Charles-François Fontannes, name sometimes given as Francisque Fontannes (1839, Lyon – December 1886) was a French paleontologist and stratigrapher.

He was initially a student of commerce, taking business classes in Germany and England. After accompanying Louis Lortet on a scientific excursion to Greece, he took courses in geology at the University of Lyon and became associated with the natural history museum of Lyon. Since 1888 the "Prix Fontannes" is awarded periodically by the Société géologique de France for the best French work in the field of stratigraphy.

== Published works ==
From 1875 to 1885, in eight installments, he published Études stratigraphiques et paléontologiques pour servir à l'histoire de la période tertiaire dans le bassin du Rhône ("Stratigraphic and paleontological studies associated with the history of the Tertiary era of the Rhône basin"). Other significant works by Fontannes are:
- Déscription des ammonites de la zone à Ammonites tenuilobatus de Crussol (Ardèche), 1876 (with Eugène Dumortier).
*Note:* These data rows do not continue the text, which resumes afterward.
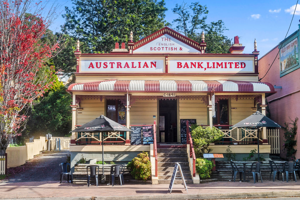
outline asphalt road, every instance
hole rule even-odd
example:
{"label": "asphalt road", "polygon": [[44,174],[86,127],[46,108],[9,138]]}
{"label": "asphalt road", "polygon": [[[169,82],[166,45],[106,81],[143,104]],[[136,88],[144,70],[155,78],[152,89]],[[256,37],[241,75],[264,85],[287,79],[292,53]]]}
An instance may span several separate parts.
{"label": "asphalt road", "polygon": [[22,166],[9,168],[8,173],[12,175],[1,183],[59,181],[59,164],[66,162],[67,155],[69,154],[68,150],[45,151]]}

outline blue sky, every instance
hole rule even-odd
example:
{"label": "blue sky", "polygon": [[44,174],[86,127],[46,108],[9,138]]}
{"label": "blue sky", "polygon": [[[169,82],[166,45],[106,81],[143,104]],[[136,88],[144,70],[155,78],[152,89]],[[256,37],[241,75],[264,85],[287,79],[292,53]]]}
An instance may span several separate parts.
{"label": "blue sky", "polygon": [[[50,0],[49,3],[51,1]],[[195,1],[185,0],[184,2],[189,4]],[[183,1],[165,0],[165,2],[168,9],[165,19],[171,23],[173,19],[177,17],[173,13],[172,9],[176,3],[181,4]],[[58,11],[62,13],[64,13],[65,6],[70,7],[72,5],[71,1],[62,0],[57,2],[61,6]],[[208,7],[207,22],[222,19],[229,29],[225,32],[225,34],[231,39],[236,35],[240,37],[240,43],[245,46],[244,53],[250,53],[253,51],[253,42],[256,38],[261,57],[284,39],[296,2],[296,1],[290,0],[256,1],[212,0],[201,4],[206,5]],[[299,19],[300,4],[298,4],[287,36],[298,28]],[[58,30],[64,21],[60,16],[51,29]],[[175,26],[174,25],[170,28]]]}

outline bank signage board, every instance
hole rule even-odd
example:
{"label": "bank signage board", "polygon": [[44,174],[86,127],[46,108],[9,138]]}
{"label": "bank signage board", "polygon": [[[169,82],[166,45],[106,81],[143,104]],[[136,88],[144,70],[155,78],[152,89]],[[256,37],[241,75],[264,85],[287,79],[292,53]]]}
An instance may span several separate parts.
{"label": "bank signage board", "polygon": [[162,60],[83,60],[81,71],[99,73],[152,73],[164,72]]}
{"label": "bank signage board", "polygon": [[199,50],[166,34],[139,47],[134,52],[200,52]]}
{"label": "bank signage board", "polygon": [[169,60],[170,73],[199,73],[253,72],[252,60]]}

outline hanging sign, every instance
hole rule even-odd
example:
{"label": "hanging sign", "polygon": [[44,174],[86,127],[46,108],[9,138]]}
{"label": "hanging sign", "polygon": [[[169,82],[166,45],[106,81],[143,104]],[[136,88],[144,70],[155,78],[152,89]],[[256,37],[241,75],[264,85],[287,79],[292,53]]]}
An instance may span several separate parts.
{"label": "hanging sign", "polygon": [[153,144],[154,141],[153,135],[153,126],[143,126],[143,144]]}
{"label": "hanging sign", "polygon": [[[180,177],[176,177],[176,174],[177,174],[177,171],[178,170],[178,168],[179,168],[179,172],[180,173]],[[185,180],[184,180],[184,178],[183,176],[183,173],[182,173],[182,171],[181,170],[181,167],[180,165],[178,163],[175,163],[175,167],[174,167],[174,170],[173,171],[173,174],[172,175],[172,177],[171,178],[171,182],[170,183],[170,185],[169,186],[169,189],[168,191],[170,191],[170,193],[172,192],[172,188],[173,188],[173,185],[174,184],[174,182],[175,181],[176,178],[181,178],[183,183],[183,185],[184,186],[184,190],[187,191],[187,193],[188,193],[188,188],[187,187],[186,184],[185,184]]]}
{"label": "hanging sign", "polygon": [[131,145],[140,145],[142,144],[142,127],[132,126],[130,138]]}
{"label": "hanging sign", "polygon": [[188,121],[189,125],[196,124],[196,119],[180,119],[180,143],[187,143],[187,121]]}

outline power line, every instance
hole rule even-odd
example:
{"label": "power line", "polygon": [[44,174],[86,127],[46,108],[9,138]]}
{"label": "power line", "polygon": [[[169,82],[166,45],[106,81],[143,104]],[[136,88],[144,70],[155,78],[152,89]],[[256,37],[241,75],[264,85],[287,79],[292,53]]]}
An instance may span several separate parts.
{"label": "power line", "polygon": [[[287,35],[287,34],[289,33],[289,31],[290,31],[290,28],[291,28],[291,25],[292,24],[292,22],[293,21],[293,19],[294,18],[294,16],[295,15],[295,12],[296,11],[296,8],[297,7],[297,5],[298,5],[298,1],[299,1],[299,0],[297,0],[297,2],[296,3],[296,6],[295,7],[295,10],[294,11],[294,14],[293,14],[293,17],[292,18],[292,20],[291,21],[291,23],[290,24],[290,27],[289,27],[289,29],[287,30],[287,32],[286,32],[286,34],[285,35],[285,37],[284,37],[284,39],[283,41],[281,43],[281,46],[280,46],[280,48],[279,48],[279,50],[278,51],[278,52],[277,52],[277,54],[276,55],[276,56],[275,56],[275,58],[274,58],[274,60],[273,61],[272,63],[272,64],[271,64],[271,66],[270,66],[270,67],[269,68],[269,69],[268,70],[268,71],[267,71],[266,73],[266,74],[265,74],[265,76],[264,76],[262,78],[258,79],[258,81],[260,82],[260,80],[265,78],[265,76],[266,75],[267,75],[268,73],[269,72],[269,70],[270,70],[270,69],[271,68],[271,67],[272,67],[272,65],[273,64],[273,63],[274,63],[274,62],[275,61],[275,60],[276,59],[276,58],[277,57],[277,56],[278,55],[278,54],[279,53],[279,52],[280,51],[280,49],[281,49],[281,47],[282,46],[282,45],[283,44],[283,41],[284,41],[284,40],[285,40],[285,38],[286,38],[286,36]],[[299,20],[299,21],[300,22],[300,20]]]}

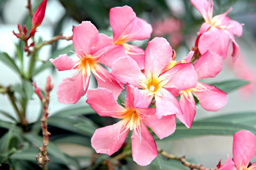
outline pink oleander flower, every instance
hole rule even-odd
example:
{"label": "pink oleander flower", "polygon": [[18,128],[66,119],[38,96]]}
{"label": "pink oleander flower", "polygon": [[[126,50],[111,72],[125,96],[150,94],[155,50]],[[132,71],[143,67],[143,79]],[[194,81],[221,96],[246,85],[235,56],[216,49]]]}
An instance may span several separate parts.
{"label": "pink oleander flower", "polygon": [[150,38],[151,25],[136,17],[132,9],[127,5],[115,7],[109,11],[109,22],[113,30],[113,44],[124,46],[128,55],[135,60],[141,69],[144,63],[144,50],[127,42]]}
{"label": "pink oleander flower", "polygon": [[245,99],[249,99],[256,91],[256,69],[250,65],[242,55],[240,55],[235,62],[226,61],[236,77],[250,82],[238,90]]}
{"label": "pink oleander flower", "polygon": [[157,21],[153,24],[154,36],[164,37],[168,35],[168,40],[171,42],[172,46],[177,47],[183,40],[181,21],[173,18],[167,18],[163,21]]}
{"label": "pink oleander flower", "polygon": [[[185,62],[190,61],[194,54],[190,52]],[[189,61],[188,61],[189,62]],[[222,69],[221,59],[218,54],[207,51],[194,65],[198,79],[215,77]],[[176,115],[177,118],[190,128],[196,114],[196,103],[193,95],[199,101],[202,107],[207,111],[216,111],[228,101],[227,94],[215,86],[198,82],[195,87],[180,91],[180,104],[184,114]]]}
{"label": "pink oleander flower", "polygon": [[32,27],[29,33],[29,36],[33,36],[36,32],[36,28],[41,25],[45,13],[47,0],[44,0],[38,7],[32,18]]}
{"label": "pink oleander flower", "polygon": [[127,55],[124,48],[121,45],[112,45],[112,39],[99,34],[90,21],[83,21],[74,27],[73,32],[74,53],[79,60],[73,60],[66,54],[50,59],[59,71],[75,71],[71,77],[64,79],[58,87],[59,101],[64,104],[76,103],[87,91],[91,72],[95,76],[98,86],[113,91],[117,98],[123,88],[99,63],[110,67],[114,61]]}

- Les mollusques pliocènes de la vallée du Rhône et du Roussillon (2 volumes; 1879, 1883) - Pliocene molluscs from the Rhône Valley and Roussillon.
- Description des ammonites des calcaires du château de Crussol (Ardèche), 1879.
- Note sur les alluvions anciennes des environs de Lyon, 1884 - On ancient alluvium in the environs of Lyon.
- Contribution a la faune malacologique des terrains néogènes de la roumanie, 1886 - Contribution involving malacological fauna from the Neogene strata in Romania.